A proposta mira especificamente o motorista reincidente. Hoje, modificar o escapamento para fazer mais barulho gera apenas uma multa administrativa. É como uma advertência no trânsito. O novo texto, porém, quer transformar a reincidência em contravenção penal. Isso significa que, se você for flagrado novamente dentro de um ano, a coisa pode ficar séria. A punição prevista é prisão simples ou uma multa de mil reais.

A ideia é dar um tratamento mais rigoroso a quem insiste na prática. Para o autor do projeto, o deputado Kim Kataguiri, a multa administrativa comum muitas vezes não inibe o condutor.
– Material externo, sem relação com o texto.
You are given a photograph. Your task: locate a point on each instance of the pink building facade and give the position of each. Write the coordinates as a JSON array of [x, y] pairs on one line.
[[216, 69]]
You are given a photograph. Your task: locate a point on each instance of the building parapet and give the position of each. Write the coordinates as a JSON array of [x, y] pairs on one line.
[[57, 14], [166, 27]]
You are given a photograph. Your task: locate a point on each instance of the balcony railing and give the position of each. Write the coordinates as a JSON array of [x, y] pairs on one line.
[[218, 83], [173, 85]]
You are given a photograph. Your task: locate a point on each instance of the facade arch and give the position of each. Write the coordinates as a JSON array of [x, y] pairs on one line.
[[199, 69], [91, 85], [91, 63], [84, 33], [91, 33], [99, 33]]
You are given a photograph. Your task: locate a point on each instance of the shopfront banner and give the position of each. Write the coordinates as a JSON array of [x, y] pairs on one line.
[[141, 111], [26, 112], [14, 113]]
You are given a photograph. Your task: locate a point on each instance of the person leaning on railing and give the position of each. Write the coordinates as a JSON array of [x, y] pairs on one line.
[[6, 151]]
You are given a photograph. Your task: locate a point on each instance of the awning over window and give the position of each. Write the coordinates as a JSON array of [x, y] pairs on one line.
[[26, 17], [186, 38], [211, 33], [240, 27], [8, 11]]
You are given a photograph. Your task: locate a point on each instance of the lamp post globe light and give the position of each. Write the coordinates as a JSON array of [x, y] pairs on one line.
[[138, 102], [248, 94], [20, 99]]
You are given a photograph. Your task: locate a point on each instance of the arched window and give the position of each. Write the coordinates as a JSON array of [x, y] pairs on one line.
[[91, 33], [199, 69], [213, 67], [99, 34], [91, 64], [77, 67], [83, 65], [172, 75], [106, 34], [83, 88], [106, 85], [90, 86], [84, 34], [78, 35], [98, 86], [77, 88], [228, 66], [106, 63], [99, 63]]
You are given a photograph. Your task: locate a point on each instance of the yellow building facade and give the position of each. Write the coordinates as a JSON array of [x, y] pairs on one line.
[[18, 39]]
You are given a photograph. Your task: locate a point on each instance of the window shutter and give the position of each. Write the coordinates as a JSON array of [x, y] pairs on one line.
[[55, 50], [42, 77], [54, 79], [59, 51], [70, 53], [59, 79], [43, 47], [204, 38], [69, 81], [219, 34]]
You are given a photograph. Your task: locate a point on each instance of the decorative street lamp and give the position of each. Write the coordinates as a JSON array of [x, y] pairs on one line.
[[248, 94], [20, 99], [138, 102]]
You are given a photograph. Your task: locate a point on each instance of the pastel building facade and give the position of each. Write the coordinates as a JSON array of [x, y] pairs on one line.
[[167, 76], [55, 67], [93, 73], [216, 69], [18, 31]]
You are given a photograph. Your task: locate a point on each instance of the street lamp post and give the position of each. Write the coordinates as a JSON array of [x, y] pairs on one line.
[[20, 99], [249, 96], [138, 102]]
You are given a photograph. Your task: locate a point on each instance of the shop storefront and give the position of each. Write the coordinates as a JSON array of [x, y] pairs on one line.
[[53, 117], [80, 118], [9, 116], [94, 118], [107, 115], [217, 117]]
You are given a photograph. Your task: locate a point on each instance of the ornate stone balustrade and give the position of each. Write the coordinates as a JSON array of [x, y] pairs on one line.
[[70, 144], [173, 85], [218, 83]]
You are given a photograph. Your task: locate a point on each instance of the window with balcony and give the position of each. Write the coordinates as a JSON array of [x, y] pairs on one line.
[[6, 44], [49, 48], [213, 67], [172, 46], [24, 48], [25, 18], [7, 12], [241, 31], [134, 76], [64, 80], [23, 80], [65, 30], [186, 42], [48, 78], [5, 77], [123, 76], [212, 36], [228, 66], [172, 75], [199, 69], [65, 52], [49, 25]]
Ele vê a reincidência como um desrespeito claro às normas. A proposta é uma resposta a essa repetição. Se o motorista for pego outra vez depois disso, a multa salta para dois mil reais.

O que muda na prática para o condutor

Hoje, se um agente de trânsito para um veículo com escapamento adulterado, o condutor leva uma multa e pontos na carteira. O carro ou a moto fica retido até a regularização. É um transtorno, mas fica só no âmbito administrativo. Com a nova lei, a segunda vez que a mesma pessoa for autuada por isso em doze meses terá consequências penais. A contravenção penal é um nível abaixo de um crime, mas ainda assim é uma mancha no registro.

Isso inclui qualquer alteração feita com o único propósito de aumentar o ruído. Não importa se foi uma instalação nova, uma remoção ou uma gambiarra no silenciador. Se o objetivo era deixar o veículo mais barulhento, a infração está configurada. A regra quer acabar com as justificativas criativas. O foco é o resultado final: o excesso de barulho que incomoda a comunidade.

A mudança busca proteger o que se chama de meio ambiente sonoro urbano. O barulho constante é uma forma de poluição pouco discutida, mas muito sentida. Viver sob esse incômodo constante gera estresse e cansaço. A lei tenta equilibrar o direito de ir e vir com o direito ao sossego. É um passo para que o espaço público seja mais agradável para todos, não só para quem está dentro do veículo.

O caminho até a nova regra virar lei

Um projeto de lei não vira regra da noite para o dia. Ele precisa passar por várias avaliações antes de ser votado. Esta proposta terá que ser analisada por três comissões da Câmara dos Deputados. São elas: Administração e Serviço Público, Viação e Transportes, e Constituição e Justiça. Cada uma vai olhar um aspecto diferente, como o impacto no serviço público e a adequação às leis já existentes.

O trâmite é do tipo conclusivo. Isso quer dizer que, se aprovado nessas comissões, o projeto segue direto para o Senado, sem precisar passar pelo plenário da Câmara. Esse processo pode ser mais ágil. No Senado, ele passará por nova rodada de análises e discussões. Só depois de aprovado lá, seguirá para a sanção presidencial.

Portanto, ainda há um longo percurso. Enquanto isso, a regra atual continua valendo. A discussão, porém, já está posta. Ela reflete um cansaço da sociedade com a poluição sonora e uma busca por medidas mais efetivas. Se aprovada, a lei enviará uma mensagem clara: fazer barulho desnecessário com o veículo não é apenas uma infração de trânsito, mas um ato contra a comunidade.